Viral Pukul Pegawai SPBU di Cipinang, Pria 31 Tahun Resmi Jadi Tersangka

Simetrisnews – Polisi menangkap pria berinisial JMH (31) usai aksinya memukul pegawai SPBU di kawasan Cipinang, Jakarta Timur, viral di media sosial. Pelaku kini telah resmi ditetapkan sebagai tersangka oleh kepolisian.

Kepala Bidang Humas Polda Metro Jaya, Kombes Budi Hermanto, membenarkan status hukum JMH tersebut.
“Benar, yang bersangkutan telah ditetapkan sebagai tersangka,” ujar Budi Hermanto saat dikonfirmasi, Rabu (25/2/2026).

Terancam Hukuman Penjara

Atas perbuatannya, tersangka dijerat Pasal 466 KUHP tentang penganiayaan dengan ancaman pidana penjara maksimal 2 tahun 6 bulan atau denda hingga Rp50 juta. Selain itu, penyidik juga menerapkan Pasal 471 KUHP dengan ancaman pidana penjara paling lama 6 bulan atau denda maksimal Rp10 juta.

Dalam penanganan perkara ini, polisi menyita sejumlah barang bukti berupa rekaman CCTV serta satu unit mobil Toyota Vellfire yang digunakan tersangka saat kejadian.

Motif Pemukulan

Budi Hermanto menjelaskan, insiden penganiayaan bermula ketika JMH ditolak petugas SPBU saat hendak mengisi BBM subsidi jenis Pertalite ke mobil mewah tersebut.

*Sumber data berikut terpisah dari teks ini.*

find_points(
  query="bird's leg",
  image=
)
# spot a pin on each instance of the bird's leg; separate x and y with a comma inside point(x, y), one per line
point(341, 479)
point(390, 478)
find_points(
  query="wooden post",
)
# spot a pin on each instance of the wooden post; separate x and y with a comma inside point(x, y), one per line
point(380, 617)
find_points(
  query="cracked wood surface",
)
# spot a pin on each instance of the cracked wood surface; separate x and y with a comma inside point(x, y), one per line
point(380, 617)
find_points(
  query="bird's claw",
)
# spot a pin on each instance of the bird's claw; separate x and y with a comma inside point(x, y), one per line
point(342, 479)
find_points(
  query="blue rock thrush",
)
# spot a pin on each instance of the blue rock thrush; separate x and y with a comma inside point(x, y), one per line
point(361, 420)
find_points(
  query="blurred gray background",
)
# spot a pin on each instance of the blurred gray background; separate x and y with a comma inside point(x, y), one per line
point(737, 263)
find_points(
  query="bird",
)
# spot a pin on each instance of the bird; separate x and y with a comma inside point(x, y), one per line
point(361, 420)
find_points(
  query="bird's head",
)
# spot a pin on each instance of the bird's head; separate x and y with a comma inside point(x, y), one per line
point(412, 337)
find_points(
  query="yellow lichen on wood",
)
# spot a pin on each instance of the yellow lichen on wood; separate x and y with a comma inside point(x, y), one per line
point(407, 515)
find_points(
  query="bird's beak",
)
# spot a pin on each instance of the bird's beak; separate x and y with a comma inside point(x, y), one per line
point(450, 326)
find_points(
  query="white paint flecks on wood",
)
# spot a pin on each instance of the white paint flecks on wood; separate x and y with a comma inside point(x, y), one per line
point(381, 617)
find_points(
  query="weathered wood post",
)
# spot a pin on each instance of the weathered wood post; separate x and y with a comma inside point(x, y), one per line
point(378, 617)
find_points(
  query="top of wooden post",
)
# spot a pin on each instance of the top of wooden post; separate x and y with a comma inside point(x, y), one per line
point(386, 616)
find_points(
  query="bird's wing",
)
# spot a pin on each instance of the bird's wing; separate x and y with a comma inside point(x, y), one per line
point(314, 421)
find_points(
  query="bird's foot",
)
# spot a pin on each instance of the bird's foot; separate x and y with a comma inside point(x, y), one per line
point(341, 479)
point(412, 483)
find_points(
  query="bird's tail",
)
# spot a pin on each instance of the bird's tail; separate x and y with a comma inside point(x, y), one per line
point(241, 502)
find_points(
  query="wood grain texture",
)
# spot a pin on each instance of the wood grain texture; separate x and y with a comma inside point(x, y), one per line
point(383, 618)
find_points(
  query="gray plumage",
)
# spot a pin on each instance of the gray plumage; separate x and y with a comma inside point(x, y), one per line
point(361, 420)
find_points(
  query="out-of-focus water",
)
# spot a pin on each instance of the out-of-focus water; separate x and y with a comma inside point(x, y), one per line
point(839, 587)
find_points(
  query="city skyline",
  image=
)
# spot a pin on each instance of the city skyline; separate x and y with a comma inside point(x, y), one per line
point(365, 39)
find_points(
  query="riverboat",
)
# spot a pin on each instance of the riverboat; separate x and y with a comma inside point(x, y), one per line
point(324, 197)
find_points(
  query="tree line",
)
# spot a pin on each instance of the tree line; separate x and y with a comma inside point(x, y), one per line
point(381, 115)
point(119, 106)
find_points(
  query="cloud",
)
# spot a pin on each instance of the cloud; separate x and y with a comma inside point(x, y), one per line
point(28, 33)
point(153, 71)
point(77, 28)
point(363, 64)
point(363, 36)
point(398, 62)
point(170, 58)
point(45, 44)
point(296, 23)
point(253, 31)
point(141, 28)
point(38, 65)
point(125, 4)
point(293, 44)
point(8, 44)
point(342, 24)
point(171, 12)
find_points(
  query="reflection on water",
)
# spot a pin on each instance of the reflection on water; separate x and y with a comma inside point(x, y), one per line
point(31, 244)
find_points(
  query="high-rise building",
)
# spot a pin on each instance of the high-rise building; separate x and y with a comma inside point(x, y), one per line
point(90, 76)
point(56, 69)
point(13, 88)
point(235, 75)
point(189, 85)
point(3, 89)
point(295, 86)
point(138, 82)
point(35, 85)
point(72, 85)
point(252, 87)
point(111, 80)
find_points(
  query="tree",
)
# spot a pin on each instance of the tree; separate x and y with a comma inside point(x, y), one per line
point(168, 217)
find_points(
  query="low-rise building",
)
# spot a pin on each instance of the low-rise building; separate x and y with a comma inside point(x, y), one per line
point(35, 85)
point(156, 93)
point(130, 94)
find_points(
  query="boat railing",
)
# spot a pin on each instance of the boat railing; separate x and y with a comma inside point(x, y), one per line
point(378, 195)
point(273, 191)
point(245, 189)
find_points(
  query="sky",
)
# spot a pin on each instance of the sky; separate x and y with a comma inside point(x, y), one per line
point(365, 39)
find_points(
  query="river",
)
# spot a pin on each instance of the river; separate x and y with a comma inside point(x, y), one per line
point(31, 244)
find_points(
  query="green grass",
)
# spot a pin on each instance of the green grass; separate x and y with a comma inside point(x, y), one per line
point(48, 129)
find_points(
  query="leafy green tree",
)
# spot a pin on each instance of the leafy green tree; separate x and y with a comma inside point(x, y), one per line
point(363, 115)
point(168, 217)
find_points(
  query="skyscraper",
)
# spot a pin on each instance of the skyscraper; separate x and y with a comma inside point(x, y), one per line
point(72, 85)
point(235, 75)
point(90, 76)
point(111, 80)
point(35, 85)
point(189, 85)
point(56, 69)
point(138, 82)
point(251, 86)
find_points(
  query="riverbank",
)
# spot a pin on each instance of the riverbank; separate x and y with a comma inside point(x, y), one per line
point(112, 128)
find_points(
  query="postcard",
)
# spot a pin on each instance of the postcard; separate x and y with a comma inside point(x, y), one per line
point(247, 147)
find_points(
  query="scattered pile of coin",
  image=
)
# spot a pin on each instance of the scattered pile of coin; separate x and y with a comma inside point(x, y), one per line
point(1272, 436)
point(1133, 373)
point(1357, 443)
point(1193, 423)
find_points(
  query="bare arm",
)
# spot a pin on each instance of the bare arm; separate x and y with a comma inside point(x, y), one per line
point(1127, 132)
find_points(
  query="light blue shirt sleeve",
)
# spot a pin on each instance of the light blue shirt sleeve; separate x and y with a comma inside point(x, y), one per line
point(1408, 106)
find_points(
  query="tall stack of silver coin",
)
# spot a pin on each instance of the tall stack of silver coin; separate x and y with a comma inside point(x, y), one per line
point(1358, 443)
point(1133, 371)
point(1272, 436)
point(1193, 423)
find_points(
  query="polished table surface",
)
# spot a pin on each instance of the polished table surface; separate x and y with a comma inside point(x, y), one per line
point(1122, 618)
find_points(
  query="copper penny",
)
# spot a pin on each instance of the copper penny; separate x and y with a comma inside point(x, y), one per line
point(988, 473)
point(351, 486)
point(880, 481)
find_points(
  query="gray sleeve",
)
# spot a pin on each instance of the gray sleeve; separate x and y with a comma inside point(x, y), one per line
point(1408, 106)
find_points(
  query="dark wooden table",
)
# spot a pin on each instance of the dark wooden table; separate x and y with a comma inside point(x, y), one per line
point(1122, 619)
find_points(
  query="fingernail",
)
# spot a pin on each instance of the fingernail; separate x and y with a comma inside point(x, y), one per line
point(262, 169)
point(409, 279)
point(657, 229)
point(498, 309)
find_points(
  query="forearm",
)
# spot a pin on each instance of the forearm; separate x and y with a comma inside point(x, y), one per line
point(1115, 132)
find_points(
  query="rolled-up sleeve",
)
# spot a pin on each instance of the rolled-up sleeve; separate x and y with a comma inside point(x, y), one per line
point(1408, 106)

“Karena tidak sesuai ketentuan pengisian BBM subsidi, petugas tidak dapat melayani. Penolakan itu memicu emosi tersangka hingga melakukan kekerasan terhadap tiga pekerja SPBU,” jelasnya.

Akibat pemukulan tersebut, tiga pegawai SPBU berinisial LH, AM, dan AKA mengalami luka memar di bagian wajah dan kepala. Salah satu korban kemudian melaporkan kejadian itu ke Polsek Pulogadung pada 23 Februari 2026.

Tersangka Dipastikan Warga Sipil

Polisi juga menegaskan bahwa JMH bukan aparat penegak hukum, sebagaimana klaimnya saat kejadian. Tersangka diketahui sempat mengaku sebagai jenderal agar permintaannya dilayani.

“Dari hasil pemeriksaan, yang bersangkutan bukan anggota Polri. Kami tegaskan tidak ada keterlibatan personel kepolisian dalam peristiwa ini,” tegas Budi.

Saat ini, JMH telah diamankan dan proses hukum ditangani oleh Polres Metro Jakarta Timur. Penyidik juga menyita barang bukti lain berupa sepasang pelat nomor kendaraan, rekaman video penganiayaan, serta pakaian korban.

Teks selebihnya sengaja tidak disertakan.